Area Forecast Discussion
National Weather Service Blacksburg VA
737 AM EDT Thu Aug 25 2016

High pressure over the region shifts slowly east today into tonight.
The upper ridge will remain overhead through the end of the week.


As of 300 AM EDT Thursday...

High to mid clouds from the Ohio Valley convection will continue to
spread eastward across the region this morning. The combination of
low level moisture and light winds has resulted in patches of low
clouds and fog this morning. These low clouds and fog will lift by
mid to late morning.

The center of the upper high slides across the Appalachians and
Tennessee Valley this afternoon into tonight. Building heights aloft
will keep most showers and thunderstorms limited. The day one
convective outlook places our area in general thunderstorms with
slight risk of severe to our northwest in the Ohio Valley and Great
Lakes Region. A weak shortwave rotating through the region could
generate a few morning showers in the northwest mountains, then
isolated to scattered showers and thunderstorms may develop this
afternoon across the higher terrain. High temperatures this
afternoon will range from the upper 70s in the mountains to the
lower 90s in the Piedmont. Heat index values are expected to remain
below heat advisory criteria this afternoon. Any convection will
diminish quickly this evening with loss of heating, leaving clear to
partly cloudy skies tonight. With light winds, patchy of low clouds
and fog will develop tonight into Friday morning especially in the
valleys. Low temperatures tonight will vary from the lower 60s in
the west to around 70 degrees in the east.

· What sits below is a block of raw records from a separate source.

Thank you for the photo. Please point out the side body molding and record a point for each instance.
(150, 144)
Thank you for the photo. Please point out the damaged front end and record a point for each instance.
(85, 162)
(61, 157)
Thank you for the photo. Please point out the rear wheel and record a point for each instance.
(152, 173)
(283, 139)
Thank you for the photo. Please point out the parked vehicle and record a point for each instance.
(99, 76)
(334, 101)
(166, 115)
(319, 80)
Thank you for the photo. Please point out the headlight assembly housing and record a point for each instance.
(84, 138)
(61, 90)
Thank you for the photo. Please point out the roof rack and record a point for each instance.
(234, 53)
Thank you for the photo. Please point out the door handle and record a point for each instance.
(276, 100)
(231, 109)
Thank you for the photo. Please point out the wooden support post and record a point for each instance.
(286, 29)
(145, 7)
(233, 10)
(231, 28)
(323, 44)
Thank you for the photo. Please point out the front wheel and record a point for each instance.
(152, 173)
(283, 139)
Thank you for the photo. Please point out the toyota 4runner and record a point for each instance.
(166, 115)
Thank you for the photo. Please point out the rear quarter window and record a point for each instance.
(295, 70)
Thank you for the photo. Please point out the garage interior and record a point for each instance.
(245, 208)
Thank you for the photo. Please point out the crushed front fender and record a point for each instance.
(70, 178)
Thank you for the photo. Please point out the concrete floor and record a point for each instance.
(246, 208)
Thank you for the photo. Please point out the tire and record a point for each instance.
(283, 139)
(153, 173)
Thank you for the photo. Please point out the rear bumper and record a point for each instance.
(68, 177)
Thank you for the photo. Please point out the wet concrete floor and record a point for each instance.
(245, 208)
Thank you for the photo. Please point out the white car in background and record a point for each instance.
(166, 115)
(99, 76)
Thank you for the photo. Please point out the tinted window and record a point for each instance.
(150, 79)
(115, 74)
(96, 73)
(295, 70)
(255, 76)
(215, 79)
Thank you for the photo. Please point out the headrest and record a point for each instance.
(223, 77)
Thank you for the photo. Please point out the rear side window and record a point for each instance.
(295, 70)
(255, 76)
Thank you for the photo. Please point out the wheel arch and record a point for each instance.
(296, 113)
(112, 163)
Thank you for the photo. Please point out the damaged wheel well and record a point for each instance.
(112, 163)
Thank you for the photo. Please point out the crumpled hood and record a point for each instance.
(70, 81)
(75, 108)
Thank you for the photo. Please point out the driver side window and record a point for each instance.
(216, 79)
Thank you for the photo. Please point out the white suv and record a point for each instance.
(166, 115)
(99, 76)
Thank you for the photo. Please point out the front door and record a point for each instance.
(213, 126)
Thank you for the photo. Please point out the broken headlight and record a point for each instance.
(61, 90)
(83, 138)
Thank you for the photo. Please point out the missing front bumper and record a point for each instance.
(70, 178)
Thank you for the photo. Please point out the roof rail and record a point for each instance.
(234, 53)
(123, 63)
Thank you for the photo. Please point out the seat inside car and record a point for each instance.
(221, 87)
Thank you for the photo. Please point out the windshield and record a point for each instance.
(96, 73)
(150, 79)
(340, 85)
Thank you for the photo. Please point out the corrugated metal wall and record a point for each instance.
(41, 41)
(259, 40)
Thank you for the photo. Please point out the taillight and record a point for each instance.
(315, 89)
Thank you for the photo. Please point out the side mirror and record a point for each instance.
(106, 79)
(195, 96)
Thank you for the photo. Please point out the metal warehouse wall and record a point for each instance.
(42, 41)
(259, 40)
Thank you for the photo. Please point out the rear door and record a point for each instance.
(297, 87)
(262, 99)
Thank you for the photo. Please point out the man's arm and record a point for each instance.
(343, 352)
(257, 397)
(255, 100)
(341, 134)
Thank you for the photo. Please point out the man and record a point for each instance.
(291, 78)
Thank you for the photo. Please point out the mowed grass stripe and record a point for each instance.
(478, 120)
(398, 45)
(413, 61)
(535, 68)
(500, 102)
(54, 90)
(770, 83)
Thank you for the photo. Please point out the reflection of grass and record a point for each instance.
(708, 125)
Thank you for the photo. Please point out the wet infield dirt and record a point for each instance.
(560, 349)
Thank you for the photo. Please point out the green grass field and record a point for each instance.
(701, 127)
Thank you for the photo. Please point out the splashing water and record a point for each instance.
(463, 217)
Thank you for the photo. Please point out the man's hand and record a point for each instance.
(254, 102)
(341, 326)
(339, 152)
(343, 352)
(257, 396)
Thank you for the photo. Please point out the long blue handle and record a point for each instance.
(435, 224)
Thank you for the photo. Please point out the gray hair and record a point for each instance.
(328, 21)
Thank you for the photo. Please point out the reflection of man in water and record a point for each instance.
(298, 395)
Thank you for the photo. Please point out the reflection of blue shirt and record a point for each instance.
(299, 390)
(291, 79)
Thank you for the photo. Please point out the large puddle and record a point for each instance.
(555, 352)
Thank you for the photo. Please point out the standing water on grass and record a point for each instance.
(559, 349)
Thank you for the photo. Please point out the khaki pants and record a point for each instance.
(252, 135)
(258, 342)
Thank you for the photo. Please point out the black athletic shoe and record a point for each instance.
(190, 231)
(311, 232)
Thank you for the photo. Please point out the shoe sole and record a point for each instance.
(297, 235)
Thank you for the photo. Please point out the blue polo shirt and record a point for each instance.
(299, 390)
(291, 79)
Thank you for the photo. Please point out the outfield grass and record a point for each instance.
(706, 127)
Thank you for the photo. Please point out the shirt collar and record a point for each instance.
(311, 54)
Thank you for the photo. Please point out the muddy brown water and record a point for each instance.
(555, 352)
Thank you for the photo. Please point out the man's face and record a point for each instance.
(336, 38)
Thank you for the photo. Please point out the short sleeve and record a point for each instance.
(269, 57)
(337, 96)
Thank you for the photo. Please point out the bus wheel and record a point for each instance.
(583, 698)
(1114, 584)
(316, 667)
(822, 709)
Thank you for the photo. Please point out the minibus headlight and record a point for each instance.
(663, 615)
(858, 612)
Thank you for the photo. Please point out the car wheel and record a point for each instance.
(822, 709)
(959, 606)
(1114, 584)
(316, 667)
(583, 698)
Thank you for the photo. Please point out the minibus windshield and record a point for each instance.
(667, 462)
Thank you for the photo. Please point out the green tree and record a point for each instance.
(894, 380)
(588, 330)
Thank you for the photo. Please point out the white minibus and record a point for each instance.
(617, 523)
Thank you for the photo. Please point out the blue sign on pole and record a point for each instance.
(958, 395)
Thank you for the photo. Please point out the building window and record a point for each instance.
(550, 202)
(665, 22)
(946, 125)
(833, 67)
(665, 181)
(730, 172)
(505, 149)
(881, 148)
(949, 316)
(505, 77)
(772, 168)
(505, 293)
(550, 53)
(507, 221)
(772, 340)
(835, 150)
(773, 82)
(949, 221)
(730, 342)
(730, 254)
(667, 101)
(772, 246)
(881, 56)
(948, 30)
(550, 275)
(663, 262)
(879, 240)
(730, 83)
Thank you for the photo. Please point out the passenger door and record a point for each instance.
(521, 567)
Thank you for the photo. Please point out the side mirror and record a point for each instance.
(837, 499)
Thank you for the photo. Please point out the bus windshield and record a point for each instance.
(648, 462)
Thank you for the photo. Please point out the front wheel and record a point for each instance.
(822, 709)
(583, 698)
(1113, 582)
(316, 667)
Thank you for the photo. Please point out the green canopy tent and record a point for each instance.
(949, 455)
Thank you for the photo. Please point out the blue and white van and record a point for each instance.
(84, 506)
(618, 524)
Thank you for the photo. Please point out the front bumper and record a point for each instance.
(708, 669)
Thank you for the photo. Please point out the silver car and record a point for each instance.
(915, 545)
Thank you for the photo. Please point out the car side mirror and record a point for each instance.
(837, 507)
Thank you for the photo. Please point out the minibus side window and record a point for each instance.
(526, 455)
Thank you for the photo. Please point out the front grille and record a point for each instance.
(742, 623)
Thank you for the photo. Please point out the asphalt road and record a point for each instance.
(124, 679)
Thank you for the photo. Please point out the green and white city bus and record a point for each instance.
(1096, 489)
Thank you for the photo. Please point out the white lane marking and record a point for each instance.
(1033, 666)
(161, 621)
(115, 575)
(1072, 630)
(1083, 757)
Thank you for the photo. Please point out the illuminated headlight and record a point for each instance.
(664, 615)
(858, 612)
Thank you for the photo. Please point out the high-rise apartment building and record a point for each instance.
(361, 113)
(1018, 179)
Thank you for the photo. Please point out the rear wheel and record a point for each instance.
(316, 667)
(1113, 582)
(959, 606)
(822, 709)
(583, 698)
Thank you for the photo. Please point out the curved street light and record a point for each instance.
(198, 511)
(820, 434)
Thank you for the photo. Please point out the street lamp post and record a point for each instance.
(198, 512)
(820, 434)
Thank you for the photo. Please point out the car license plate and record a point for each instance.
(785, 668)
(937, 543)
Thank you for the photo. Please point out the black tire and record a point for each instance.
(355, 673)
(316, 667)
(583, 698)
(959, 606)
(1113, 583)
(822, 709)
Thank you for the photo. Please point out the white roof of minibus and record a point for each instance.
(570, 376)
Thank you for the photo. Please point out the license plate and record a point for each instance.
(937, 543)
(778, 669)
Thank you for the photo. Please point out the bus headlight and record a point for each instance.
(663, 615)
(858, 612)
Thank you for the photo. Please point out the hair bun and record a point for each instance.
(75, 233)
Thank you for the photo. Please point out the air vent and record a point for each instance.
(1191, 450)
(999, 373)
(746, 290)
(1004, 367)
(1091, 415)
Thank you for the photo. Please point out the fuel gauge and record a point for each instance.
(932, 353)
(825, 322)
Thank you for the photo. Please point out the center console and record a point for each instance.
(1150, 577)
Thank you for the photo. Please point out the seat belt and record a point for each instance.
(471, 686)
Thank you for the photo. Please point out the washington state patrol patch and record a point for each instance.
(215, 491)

As of 430 AM EDT Thursday...

The main story through the period will continue to be a strong
subtropical ridge that will drift from the Midsouth into our
region by the weekend. The weak front that will move into the
area today will drift slowly south into the Carolinas and
basically wash out by the weekend. Heat, moisture, and instability
are certainly sufficient for diurnally driven showers and
thunderstorms, but upper-level forcing/dynamics are nil under the
strong upper ridge. Most models indicating a scattering of
convection/qpf across the region focused near the dissipating
frontal boundary or more notably across the northwest NC
mountains. Thus, have focused slight chance to low chance pops in
these areas. Over the weekend, the front will continue to
dissipate to our south/southwest as a new similar front moves into
the region by Sunday. Have continued advertising diurnal slight
chance to low chance pops mainly western mountains areas through
the period. With weak dynamics and very little forcing, the severe
threat is little to none with manily pulse thunderstorms. Duration
should be limited, so heavy rain should also not be a problem.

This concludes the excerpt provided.